15 February 2011

Social Impact Bonds - progress report

Social Impact Bonds (not to be confused with Social Policy Bonds) were launched in the UK in September 2010. SIBs are similar to Social Policy Bonds in the sense that investors receive higher returns if their social intervention is successful. They are being tried over four years with 3000 UK prisoners at Peterborough prison. The more their reoffending rate falls, the more the backers of the bonds will receive.
Toby Eccles, development director of Social Finance, says it hopes to launch half a dozen such bonds across the country and for a variety of social projects over the next 18 months.
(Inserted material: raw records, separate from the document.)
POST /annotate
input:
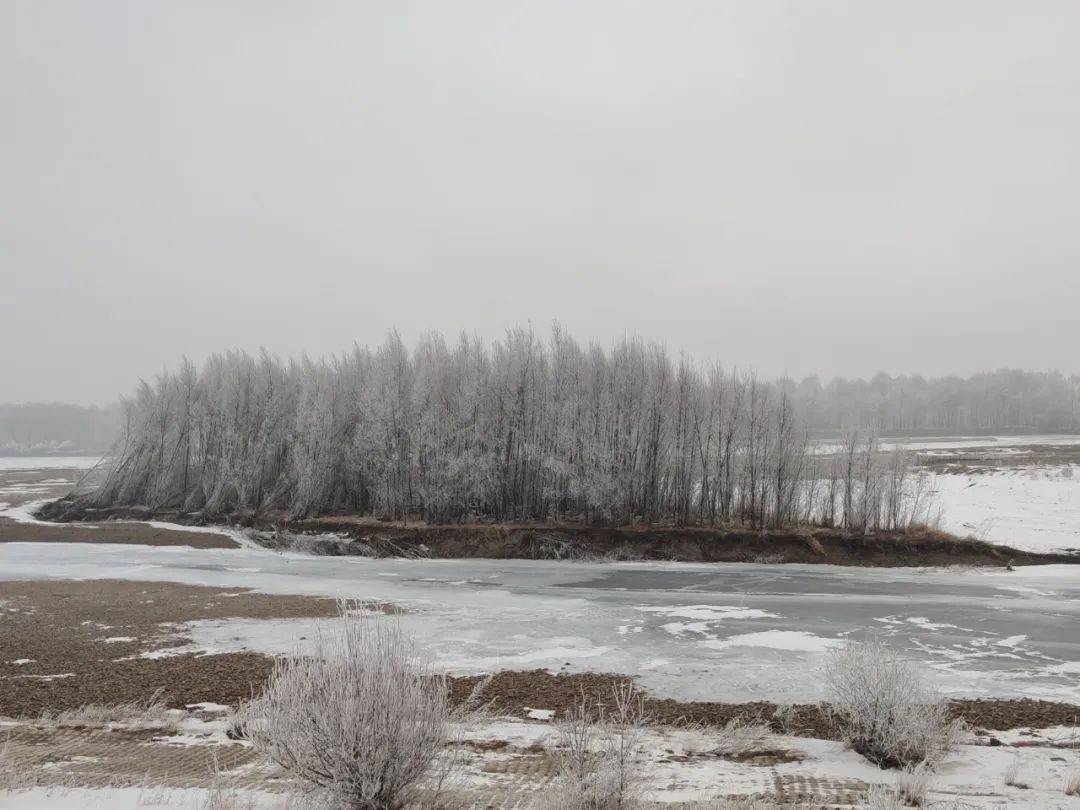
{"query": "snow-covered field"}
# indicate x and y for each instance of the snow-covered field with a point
(1028, 508)
(697, 632)
(49, 462)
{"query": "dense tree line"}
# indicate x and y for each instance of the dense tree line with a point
(522, 429)
(42, 429)
(1003, 400)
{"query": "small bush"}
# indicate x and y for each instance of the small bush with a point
(597, 758)
(365, 718)
(886, 710)
(1072, 783)
(152, 713)
(14, 774)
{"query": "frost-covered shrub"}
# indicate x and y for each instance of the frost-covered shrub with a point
(598, 756)
(886, 709)
(364, 718)
(1072, 783)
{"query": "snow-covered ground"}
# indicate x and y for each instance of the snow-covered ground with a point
(698, 632)
(49, 462)
(675, 766)
(1029, 508)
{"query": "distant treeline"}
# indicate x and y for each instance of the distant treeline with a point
(1003, 400)
(527, 428)
(50, 429)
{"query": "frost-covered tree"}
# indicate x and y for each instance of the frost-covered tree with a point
(520, 429)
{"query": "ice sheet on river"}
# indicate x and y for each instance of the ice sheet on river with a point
(699, 632)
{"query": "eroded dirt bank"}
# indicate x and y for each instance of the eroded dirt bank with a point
(345, 535)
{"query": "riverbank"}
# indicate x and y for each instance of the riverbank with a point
(352, 536)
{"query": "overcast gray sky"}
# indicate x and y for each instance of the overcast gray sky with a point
(831, 187)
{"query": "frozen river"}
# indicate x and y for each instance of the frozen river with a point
(700, 632)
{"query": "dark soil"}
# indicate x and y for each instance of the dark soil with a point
(129, 534)
(61, 625)
(348, 535)
(511, 692)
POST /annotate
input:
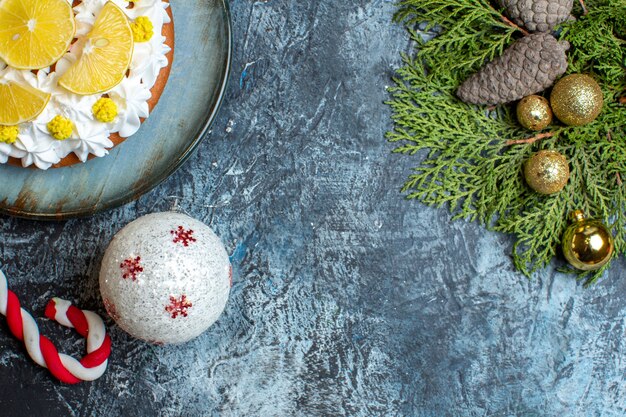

Other groups ... are looking to foster similar bond schemes in areas such as cutting the number of children going into care or handling people with long-term health conditions better. “Making these work is complex,” says David Hutchison, Social Finance’s chief executive. “You have to be able to measure success accurately and work out how much to pay for it and when. Peterborough is relatively easy – people either reoffend within a year or not. Bonds set to help prisoners break with past, by James Boxell and Nicholas Timmins, 'Financial Times', 10 February
I met Toby Eccles in London last June, and we discussed both Social Impact Bonds and Social Policy Bonds. SIBs are definitely a step in the right direction. The idea of rewarding desirable social outcomes (rather than paying people for simply turning up to work), while obvious in theory, is (sadly) revolutionary in practice. Social Impact Bonds have the great virtue of being easier to trial than Social Policy Bonds. But in other ways Social Policy Bonds have the advantage.

The biggest difference is that, compared with SIBs are less tradeable than Social Policy Bonds. There would be no transparent market for them. The composition and structure of the organizations trying to achieve outcomes under a SIB regime are therefore fixed and pre-determined. Under a Social Policy Bond regime, on the other hand, the type, structure and composition of organizations working to achieve the target would be subordinate to the most efficient way of reaching it. This means, amongst other things, that broad, longer-term goals could be targeted. Such goals can be more closely aligned with society's wants and needs. Rather than target a relatively narrow indicator (like the re-offending rate of a certain set of people), over a period of a few years, they could target regional or national crime rates over a period of decades.

Nevertheless, I am pleased to see Social Impact Bonds being tried and I hope that their major departure from current policy - rewards that are inextricably linked to relevant performance - is taken up more widely.